Has CMG Stock Bottomed?
To begin with, one must appreciate Chipotle’s swift and targeted action to tackle the problem. The company, right away, shut down 43 of its potentially affected outlets, had them cleaned, cleared out old stock, and reopened all outlets within a few days.
Secondly, we may now have a confirmation that Chipotle was not directly responsible for the outbreak. Instead, the culprit was most likely a supplier or some other external source. Initially, there were some reports that the outbreak had to do with unhygienic conditions at the back-end of the restaurants (that is, dirty kitchens) or negligence on the part of the workers. But apparently, the problem is persisting, as another big company got hit with the same bad news: new cases of E. coli (Escherichia coli), which are being linked to the second largest retailer in the country, Costco Wholesale Corporation (NASDAQ:COST), have emerged this week.

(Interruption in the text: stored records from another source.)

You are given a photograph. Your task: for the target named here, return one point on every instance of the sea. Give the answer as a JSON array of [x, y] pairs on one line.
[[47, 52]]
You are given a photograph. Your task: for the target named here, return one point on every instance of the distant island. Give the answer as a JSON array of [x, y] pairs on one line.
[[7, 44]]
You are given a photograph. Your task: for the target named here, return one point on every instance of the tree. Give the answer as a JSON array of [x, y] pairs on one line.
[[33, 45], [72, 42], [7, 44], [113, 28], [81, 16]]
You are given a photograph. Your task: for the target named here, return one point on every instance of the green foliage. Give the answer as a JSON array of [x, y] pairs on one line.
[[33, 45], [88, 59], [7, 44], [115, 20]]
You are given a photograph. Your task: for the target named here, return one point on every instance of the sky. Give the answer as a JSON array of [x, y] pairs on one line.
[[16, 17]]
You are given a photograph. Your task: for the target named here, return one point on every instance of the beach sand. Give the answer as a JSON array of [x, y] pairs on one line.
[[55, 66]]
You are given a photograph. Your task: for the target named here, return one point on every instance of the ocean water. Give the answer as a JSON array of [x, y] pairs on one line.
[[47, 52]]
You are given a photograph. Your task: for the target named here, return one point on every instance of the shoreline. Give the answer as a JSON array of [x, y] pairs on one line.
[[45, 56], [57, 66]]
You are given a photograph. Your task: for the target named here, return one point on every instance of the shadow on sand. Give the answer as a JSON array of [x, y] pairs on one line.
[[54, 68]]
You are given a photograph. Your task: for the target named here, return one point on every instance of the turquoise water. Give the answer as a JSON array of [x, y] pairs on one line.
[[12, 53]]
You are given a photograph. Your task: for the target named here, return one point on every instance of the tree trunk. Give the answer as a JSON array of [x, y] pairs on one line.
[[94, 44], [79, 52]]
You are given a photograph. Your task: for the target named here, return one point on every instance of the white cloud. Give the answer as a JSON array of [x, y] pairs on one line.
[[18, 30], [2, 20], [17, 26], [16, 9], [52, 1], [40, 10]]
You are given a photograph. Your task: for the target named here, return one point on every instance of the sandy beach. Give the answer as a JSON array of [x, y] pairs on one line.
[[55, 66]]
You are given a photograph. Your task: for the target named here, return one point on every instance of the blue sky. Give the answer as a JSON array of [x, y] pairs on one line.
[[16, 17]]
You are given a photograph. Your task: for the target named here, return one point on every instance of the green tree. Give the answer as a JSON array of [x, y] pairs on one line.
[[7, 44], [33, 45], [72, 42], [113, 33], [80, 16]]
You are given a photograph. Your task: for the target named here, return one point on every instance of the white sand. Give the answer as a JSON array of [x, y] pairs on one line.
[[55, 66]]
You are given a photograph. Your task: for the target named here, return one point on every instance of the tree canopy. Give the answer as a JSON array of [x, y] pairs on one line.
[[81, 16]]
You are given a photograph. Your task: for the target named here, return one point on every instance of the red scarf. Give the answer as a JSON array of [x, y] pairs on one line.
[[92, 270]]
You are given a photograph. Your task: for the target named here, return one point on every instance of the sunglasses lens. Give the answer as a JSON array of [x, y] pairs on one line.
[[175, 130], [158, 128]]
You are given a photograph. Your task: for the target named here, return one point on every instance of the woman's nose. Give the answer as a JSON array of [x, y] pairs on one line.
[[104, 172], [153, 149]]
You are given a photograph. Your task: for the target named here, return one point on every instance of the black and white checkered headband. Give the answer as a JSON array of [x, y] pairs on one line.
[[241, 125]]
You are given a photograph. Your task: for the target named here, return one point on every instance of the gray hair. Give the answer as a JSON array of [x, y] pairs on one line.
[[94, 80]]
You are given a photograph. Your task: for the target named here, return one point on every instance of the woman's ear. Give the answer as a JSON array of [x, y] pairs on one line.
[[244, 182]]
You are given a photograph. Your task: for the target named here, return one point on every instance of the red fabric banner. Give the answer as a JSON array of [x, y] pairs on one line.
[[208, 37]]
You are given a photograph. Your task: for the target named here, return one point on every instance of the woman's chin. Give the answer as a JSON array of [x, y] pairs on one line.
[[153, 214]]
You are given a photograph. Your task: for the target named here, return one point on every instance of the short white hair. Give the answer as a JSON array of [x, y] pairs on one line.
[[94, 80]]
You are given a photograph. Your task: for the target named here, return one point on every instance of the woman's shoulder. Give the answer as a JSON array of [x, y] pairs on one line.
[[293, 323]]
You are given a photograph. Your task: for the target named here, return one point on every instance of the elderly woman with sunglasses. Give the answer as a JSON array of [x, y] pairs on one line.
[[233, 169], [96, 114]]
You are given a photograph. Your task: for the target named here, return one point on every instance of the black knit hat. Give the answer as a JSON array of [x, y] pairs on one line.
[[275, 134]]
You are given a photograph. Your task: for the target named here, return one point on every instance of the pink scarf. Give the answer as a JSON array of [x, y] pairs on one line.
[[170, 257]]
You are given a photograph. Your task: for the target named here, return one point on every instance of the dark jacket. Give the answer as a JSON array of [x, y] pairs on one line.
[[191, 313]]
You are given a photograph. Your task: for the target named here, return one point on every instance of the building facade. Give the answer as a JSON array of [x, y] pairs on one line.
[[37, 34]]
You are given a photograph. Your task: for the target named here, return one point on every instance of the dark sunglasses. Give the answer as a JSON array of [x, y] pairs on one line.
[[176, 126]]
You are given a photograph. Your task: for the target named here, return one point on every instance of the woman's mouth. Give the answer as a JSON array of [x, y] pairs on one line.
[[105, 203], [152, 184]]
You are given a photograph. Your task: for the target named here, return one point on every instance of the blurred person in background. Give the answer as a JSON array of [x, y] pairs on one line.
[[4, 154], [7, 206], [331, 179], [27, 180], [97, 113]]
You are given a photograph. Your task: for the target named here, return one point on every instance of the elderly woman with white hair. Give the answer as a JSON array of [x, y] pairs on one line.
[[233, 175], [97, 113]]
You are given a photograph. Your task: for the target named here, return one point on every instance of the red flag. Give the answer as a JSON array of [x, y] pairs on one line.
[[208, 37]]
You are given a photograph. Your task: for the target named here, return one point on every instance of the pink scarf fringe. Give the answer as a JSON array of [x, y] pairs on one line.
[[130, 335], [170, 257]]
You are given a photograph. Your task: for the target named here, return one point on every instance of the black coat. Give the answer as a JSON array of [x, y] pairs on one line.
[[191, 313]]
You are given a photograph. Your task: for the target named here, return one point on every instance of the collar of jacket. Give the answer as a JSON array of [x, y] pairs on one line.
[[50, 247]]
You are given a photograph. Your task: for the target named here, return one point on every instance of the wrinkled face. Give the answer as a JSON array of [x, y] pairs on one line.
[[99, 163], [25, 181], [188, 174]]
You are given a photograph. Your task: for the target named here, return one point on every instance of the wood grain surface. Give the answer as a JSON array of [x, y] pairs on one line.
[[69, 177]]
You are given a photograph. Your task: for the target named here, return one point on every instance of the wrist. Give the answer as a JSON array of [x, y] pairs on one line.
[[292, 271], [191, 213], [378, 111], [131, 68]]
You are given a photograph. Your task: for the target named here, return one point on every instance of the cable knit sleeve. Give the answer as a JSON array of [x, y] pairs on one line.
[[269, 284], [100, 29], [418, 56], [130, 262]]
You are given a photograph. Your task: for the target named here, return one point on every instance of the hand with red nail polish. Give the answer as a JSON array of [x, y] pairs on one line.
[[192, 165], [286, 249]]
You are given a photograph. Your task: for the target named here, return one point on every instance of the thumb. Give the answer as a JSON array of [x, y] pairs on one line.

What has surprised me the most is that although Chipotle’s E. coli strain is not life-threatening, unlike the strain discovered at Costco, CMG stock has seen a massive dent in its price, while COST stock only slipped slightly. (Source: “E. coli tied to Costco more dangerous than Chipotle outbreak,” Yahoo! Finance, November 25, 2015.) Why the unfair treatment? Clearly, Chipotle stock witnessed the classic lemmings-like behavior, where nervous traders jumped off the cliff, one after the other.
Investors may have been wrongfully led to believe that the slump in CMG stock was solely due to the E. coli scare, but it doesn’t take an MBA to figure out what’s really going on here. The outbreak did trigger the selling, but it was the traders’ herd mentality behavior that led to its perpetual downfall.
CMG stock is a darling on Wall Street, with more than 94% of the company’s outstanding shares currently held by institutions. The downside of high institutional ownership, however, is that such stocks can have very erratic and volatile price movements. Institutions usually have larger stakes than individual investors. Thus, they bear a greater impact on a stock’s price.
Likewise, herding is commonly witnessed in stocks with such high institutional holdings, because as one institution dumps it, others follow suit, resulting in catastrophic declines. In the long run, the stock will move back to its fair value as good news invites these traders back in.
The Bottom Line on CMG Stock
Financially, Chipotle is strong, with solid cash reserves and no debt. The affected Chipotle outlets made up only a little over two percent of its total outlets and are not expected to significantly affect its revenue over the long term. However, the inability of the company and the authorities to pinpoint the source of the outbreak remains a problem in the short run.
With another company facing the same kind of outbreak, we can safely say that Chipotle is not the only one with its reputation at stake. Understandably, this will hurt the brand, but in the long term, the commotion will settle and when it does, CMG stock will likely regain some of its losses.